Le jeudi 13 octobre 2016, la communauté Niaré de Bamako, a procédé à l’installation de son chef traditionnel, Dramane Niaré « sur la peau », bien que l’intéressé eût préféré, modernisme exigeant, à défaut d’un trône, un siège.
C’était en présence du tout Bamako et d’invités venus de la sous-région. L’ORTM et, à sa suite, plus d’un média, se fondant sans doute sur l’existence de galerie de portraits, ont induit le public en erreur en présentant le nouveau chef comme le dixième dynaste de la famille.
En réalité, Dramane est le vingt-cinquième successeur de Séribadian Niakaté « sur la peau ». Cependant, ce qui intéresse le plus, ce n’est pas ce point d’histoire, mais l’occasion saisie par certains pour parler, à propos de cette installation, d’une revalorisation de la chefferie traditionnelle.
Les Français se sont accommodés de cette chefferie, tant qu’elle ne contestait pas leur pouvoir. Elle est restée dynamique dans certains pays limitrophes, francophones comme anglophones. Elle a été, au Mali et en Guinée, supprimée par l’US-RDA et le PDG-RDA. Cette suppression est différemment perçue. Ses acteurs la présentent comme un moyen de faire évoluer les sociétés nègres, de hâter l’émancipation, d’affaiblir le colonialisme en le privant de ce moyen d’exploitation des « masses populaires» qu’est la chefferie de canton.
Leurs adversaires la présentent comme un moyen de les éliminer de la scène politique en les coupant de leurs bases électorales. Quoi qu’il en soit, la suppression de la chefferie de canton, comme celle de la chefferie de tribu, a considérablement contribué à l’affaiblissement, sinon à la disparition de toute forme de pouvoir traditionnel au Sud.
Seules furent préservées les chefferies de village et de fraction nomade. Au Nord, dans l’Adagh, cette suppression est à l’origine de la première rébellion touarègue et, encore aujourd’hui, si l’Etat reste absent de Kidal, c’est parce que la France veut y restaurer l’hégémonie des Ifoghas pour servir ses intérêts néo-colonialistes.
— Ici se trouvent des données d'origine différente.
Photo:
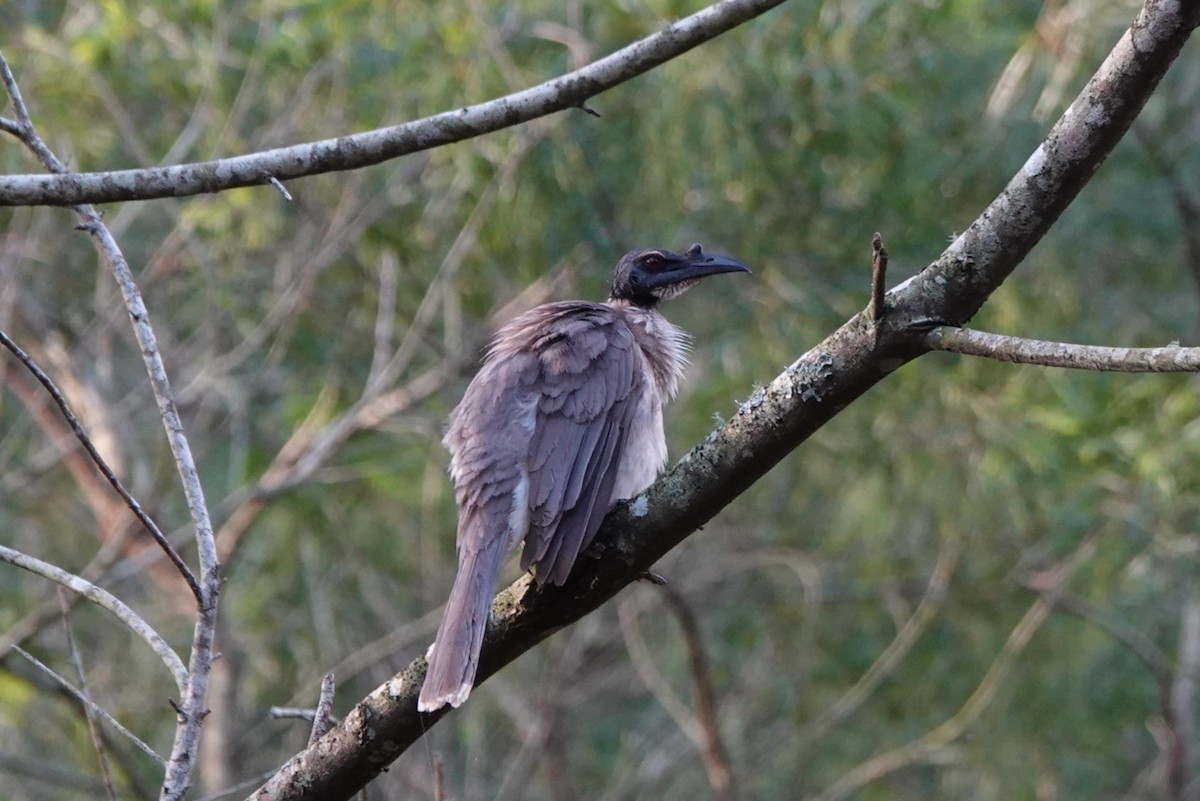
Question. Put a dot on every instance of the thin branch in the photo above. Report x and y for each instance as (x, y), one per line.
(85, 694)
(323, 714)
(105, 600)
(1171, 359)
(82, 435)
(355, 151)
(89, 704)
(191, 711)
(1126, 634)
(879, 277)
(780, 416)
La chefferie traditionnelle peut-elle être revalorisée ? « L’Accord pour la paix et la réconciliation issu du processus d’Alger » nous y convie en nous recommandant, chapitre 14, article 46, alinéas 10, 11, 12 : la promotion d’une formation de qualité à tous les acteurs et auxiliaires de justice, y compris les cadis, la revalorisation du rôle des cadis dans l’administration de la justice, notamment en ce qui concerne la médiation civile de manière à tenir compte des spécificités culturelles, religieuses et coutumières, la revalorisation du statut des autorités traditionnelles à travers leur prise en charge et leur prise en compte dans les règles de protocole et de préséance.
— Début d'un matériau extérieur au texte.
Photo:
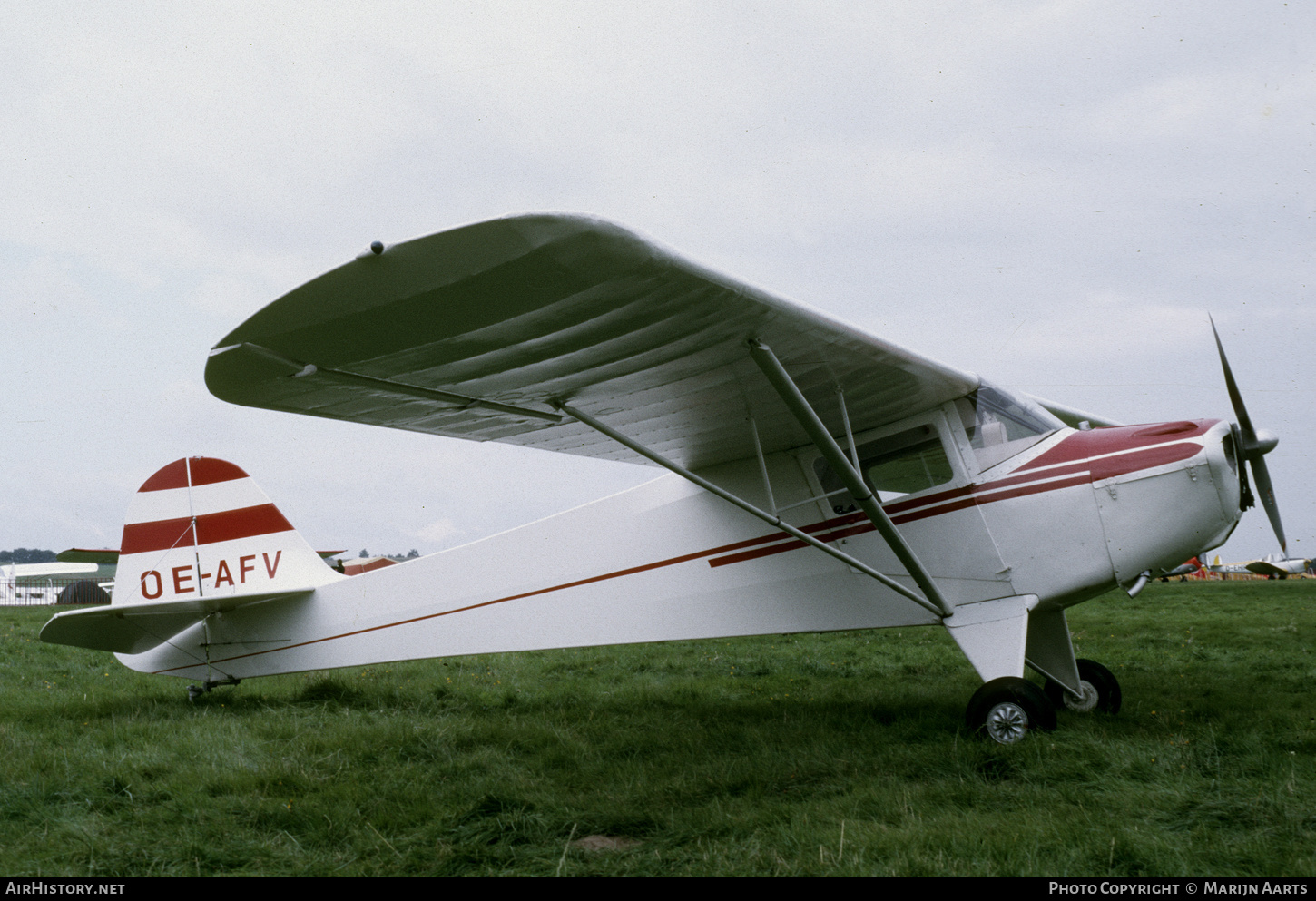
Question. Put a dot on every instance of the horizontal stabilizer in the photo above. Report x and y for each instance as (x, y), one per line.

Voilà qui est bien écrit. Mais cela suscite des interrogations. Comment concilier l’attachement au caractère laïc de la République avec l’intervention des cadis dans l’administration de la justice ? Comment assurer l’égalité des citoyens devant la justice s’il faut, dans la distribution de celle-ci tenir compte de considérations que la laïcité entend gommer ?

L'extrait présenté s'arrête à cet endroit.